Platt was interviewed by Music Business Assn. president Portia Saban, who asked the Sony executive if the trend of songwriters selling their catalogs for escalating valuations is a bubble that will burst or whether it will continue.
“There is no one side of an answer to that question,” Platt said. “For legacy songwriters who want to secure their future…I think it’s fantastic.” But for younger songwriters who think they can sell now and then go out and write another catalog, “you should think long before you do it,” he continued. “No one is buying catalogs to lose money,” but overall, he added, “It’s great to see songwriters being valued.”
Platt also pointed out that the current trend of song catalog sales isn’t anything new. “Catalogs have been sold forever,” Platt said. “What’s new is the press release about it.”
Moving on to the changing industry and the increasing role that technology companies are playing in music, he acknowledged that tech is good for songwriters because it can supply a virtual moment, but technology should understand that “they still have to pay the songwriters…that creators have to be compensated.”
During the interview, Platt also announced that Sony Music Publishing, in partnership with Domain Capital Group, has signed a global deal with Ashley Gorley, who has written over 400 songs released by such artists as Luke Bryan, Carrie Underwood, Thomas Rhett, Blake Shelton, Dan + Shay, Kelsea Ballerini, Cole Swindell, Bon Jovi and Weezer, according to a press release. The deal includes a going-forward component as well.
To the delight of the conference attendees, Platt brought Gorley, who also runs the publishing company Tape Room Music, to the stage to participate in the interview. During the chat, Gorley was asked about being a songwriter and a publisher at the same time.
“I am still developing as a songwriter and I still have a long way to go,” Gorley responded. “When I am a publisher then I am the coach for our writers.” But being a songwriter also helps him coach other songwriters, he said. “I think about the things that have helped me [in writing], so I help [writers] figure out what they are doing right and wrong,” he said, adding that artist development happens in songwriter sessions, so it’s helpful for writers to get feedback during the process — particularly if it’s a direct session with the artist and the producer.
Earlier in the interview, Platt talked about his career path, noting that when he worked at a Colorado sporting goods store, he met and became friends with a DJ. Before long, he became a roadie for that DJ, which soon led him to launch his own career as a DJ playing music at parties, clubs and events.
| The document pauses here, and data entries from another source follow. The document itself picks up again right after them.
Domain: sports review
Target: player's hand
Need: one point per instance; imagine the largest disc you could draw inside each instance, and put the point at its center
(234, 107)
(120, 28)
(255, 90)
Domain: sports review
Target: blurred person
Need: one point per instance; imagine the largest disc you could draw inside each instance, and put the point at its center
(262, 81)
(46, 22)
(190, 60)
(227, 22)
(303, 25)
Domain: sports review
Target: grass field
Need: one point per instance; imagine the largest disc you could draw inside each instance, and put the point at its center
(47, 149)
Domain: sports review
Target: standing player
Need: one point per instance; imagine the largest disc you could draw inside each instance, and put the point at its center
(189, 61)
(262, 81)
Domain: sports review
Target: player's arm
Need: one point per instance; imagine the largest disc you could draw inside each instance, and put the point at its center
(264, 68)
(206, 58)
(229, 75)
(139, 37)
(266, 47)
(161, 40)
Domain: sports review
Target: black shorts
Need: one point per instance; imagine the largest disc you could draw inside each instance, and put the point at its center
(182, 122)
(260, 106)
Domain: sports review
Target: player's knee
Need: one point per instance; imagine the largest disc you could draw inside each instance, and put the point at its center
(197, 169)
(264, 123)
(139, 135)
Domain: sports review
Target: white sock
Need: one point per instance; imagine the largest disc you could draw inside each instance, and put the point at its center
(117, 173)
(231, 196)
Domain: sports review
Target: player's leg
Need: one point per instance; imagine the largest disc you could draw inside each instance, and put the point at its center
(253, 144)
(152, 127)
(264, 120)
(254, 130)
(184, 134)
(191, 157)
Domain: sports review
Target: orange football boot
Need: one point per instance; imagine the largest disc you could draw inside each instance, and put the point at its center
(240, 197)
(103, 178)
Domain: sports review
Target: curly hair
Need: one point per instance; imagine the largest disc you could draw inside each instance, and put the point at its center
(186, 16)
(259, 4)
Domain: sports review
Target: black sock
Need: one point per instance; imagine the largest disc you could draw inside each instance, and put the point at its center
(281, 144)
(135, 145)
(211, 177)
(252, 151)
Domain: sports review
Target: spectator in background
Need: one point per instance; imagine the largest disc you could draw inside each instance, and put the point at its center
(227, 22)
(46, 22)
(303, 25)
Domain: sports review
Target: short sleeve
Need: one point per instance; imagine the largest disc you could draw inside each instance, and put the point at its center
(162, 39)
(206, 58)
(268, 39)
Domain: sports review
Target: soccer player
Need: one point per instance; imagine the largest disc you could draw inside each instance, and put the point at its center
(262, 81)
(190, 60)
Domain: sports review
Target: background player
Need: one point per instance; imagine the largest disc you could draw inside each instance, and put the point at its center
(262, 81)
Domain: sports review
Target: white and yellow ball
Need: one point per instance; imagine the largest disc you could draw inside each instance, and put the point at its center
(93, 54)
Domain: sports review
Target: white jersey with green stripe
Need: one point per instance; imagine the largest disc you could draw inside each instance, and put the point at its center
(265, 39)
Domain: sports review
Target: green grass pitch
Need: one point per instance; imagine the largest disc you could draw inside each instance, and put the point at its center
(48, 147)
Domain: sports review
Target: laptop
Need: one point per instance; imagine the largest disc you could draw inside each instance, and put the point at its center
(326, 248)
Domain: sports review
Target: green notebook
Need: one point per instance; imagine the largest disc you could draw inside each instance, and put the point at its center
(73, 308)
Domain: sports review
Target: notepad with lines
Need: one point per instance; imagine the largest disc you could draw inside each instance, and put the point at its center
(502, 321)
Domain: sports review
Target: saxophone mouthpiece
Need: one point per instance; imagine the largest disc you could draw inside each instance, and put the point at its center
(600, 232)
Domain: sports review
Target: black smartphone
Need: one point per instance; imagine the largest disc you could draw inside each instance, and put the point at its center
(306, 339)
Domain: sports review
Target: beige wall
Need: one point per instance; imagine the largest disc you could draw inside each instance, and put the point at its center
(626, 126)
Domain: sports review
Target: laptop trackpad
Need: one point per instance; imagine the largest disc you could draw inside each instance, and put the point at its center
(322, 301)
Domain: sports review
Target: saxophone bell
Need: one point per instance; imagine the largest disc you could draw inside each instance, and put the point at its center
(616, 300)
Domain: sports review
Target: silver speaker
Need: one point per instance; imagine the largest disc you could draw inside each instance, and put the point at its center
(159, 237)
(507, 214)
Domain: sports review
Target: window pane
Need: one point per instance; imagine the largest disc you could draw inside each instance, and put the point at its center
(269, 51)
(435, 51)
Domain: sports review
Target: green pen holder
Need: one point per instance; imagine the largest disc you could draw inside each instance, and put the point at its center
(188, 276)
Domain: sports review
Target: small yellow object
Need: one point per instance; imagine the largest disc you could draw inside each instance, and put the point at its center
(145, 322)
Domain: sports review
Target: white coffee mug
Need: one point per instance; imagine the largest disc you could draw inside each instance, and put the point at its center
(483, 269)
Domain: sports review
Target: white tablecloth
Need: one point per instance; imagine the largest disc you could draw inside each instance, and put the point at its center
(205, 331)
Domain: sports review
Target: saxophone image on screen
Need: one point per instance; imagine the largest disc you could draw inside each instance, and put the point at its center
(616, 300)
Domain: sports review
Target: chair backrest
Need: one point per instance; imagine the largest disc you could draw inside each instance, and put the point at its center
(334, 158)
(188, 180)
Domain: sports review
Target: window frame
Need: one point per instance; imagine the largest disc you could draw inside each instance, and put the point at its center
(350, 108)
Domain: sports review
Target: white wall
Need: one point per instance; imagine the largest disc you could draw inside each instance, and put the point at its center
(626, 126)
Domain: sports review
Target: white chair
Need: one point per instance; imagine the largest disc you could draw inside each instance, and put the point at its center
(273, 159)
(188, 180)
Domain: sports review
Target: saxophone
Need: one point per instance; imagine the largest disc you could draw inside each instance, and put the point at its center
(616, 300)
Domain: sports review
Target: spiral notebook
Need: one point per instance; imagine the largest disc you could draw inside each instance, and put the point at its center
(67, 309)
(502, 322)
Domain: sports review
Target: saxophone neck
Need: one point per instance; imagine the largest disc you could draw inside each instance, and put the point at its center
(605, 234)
Soon he was being pitched music to play, sometimes by friends who were starting out on their own music industry career paths. Two such pitches turned into wins for both Platt and the artist: In one case, he was being acknowledged for helping break Arrested Development beyond the Atlanta market; in the other, his DJing led to a relationship with Chuck D and Public Enemy, who invited him to see and hang out with them when they were in town.
One day, according to Platt, Chuck D asked him, “What’s next for you?”
“What do you mean? I’m the man here,” Platt said he responded. He claimed that Chuck D then answered, “But that’s all you can be here,” and started suggesting different roads for Platt to take. That conversation was what planted the seed that led Platt to pursue an executive career path in the music business.
Eventually, Platt was attending conventions like Jack the Rapper and the New Music Seminar, where he began meeting industry people and gaining relationships; he also read books like Donald Passman’s All You Need to Know About The Music Business.
Through a combination of his DJing ability and relationships, Platt was eventually hired by then-EMI Music Publishing executive Jody Gerson, who is now chairman and CEO of Universal Music Publishing Group. He went on to work at EMI for 17.5 years, starting out in A&R and hitting home runs by signing the likes of Jay-Z and Usher.
Platt said coming to the Music Biz convention reminded him of why conferences like this are important, while acknowledging that he had a moment of doubt after agreeing to do the keynote interview. “But when I got to the hotel and saw people with badges carrying bags, that brought me back to my early days attending conventions,” he said. “When I looked back on my journey and my career, some of the most important things that happened to me [were] because of people asking for favors,” which subsequently turned out to benefit him as well.
As he become a very successful A&R for EMI, Platt said realized he wanted to do more — namely running the company. So he began privately, quietly and out of his own pocket investing in a process that would help transform him from an A&R executive into a business leader, including hiring an executive coach who helped him understand what it would take to expand his role. That coach was hard on Platt, telling him he didn’t know what running a company was all about. Despite all of his success, he claims the coach told him, “You are still doing the same thing you did when you started at [EMI]. You are successful at that so they gave you more money and higher titles but you are still in the same place.”
That’s because Platt didn’t have anyone reporting to him, which meant that he lacked the skills to run a company, the coach told him.
Despite all the initial negative feedback, Platt hung in there with the coach, who he said broke him “into pieces and then put me back together.” After five days spent going through that process, he left to return home, and for the first time noticed all the books about leadership at a bookstore in the airport.
Platt said he was lucky to begin the journey that would transform him into the upper echelons of industry management while he was still in the best part of his career, as opposed to being a cold A&R executive.
When asked if he was the highest-ranking Black executive in the music business, Platt responded, “I am the highest-ranking, not just in music but in entertainment. I am the only one running a global business.” He pointed out that the music industry is diverse from the talent and consumer perspective, and that he “sees no reason why it should not be diverse inside the companies too.”
That’s why he wanted to change things when he started at Sony Music Publishing, he said. “I want our company to represent what the music is. I want to be intentional about that.” Moreover, he concluded, change means learning how to “be comfortable being uncomfortable.”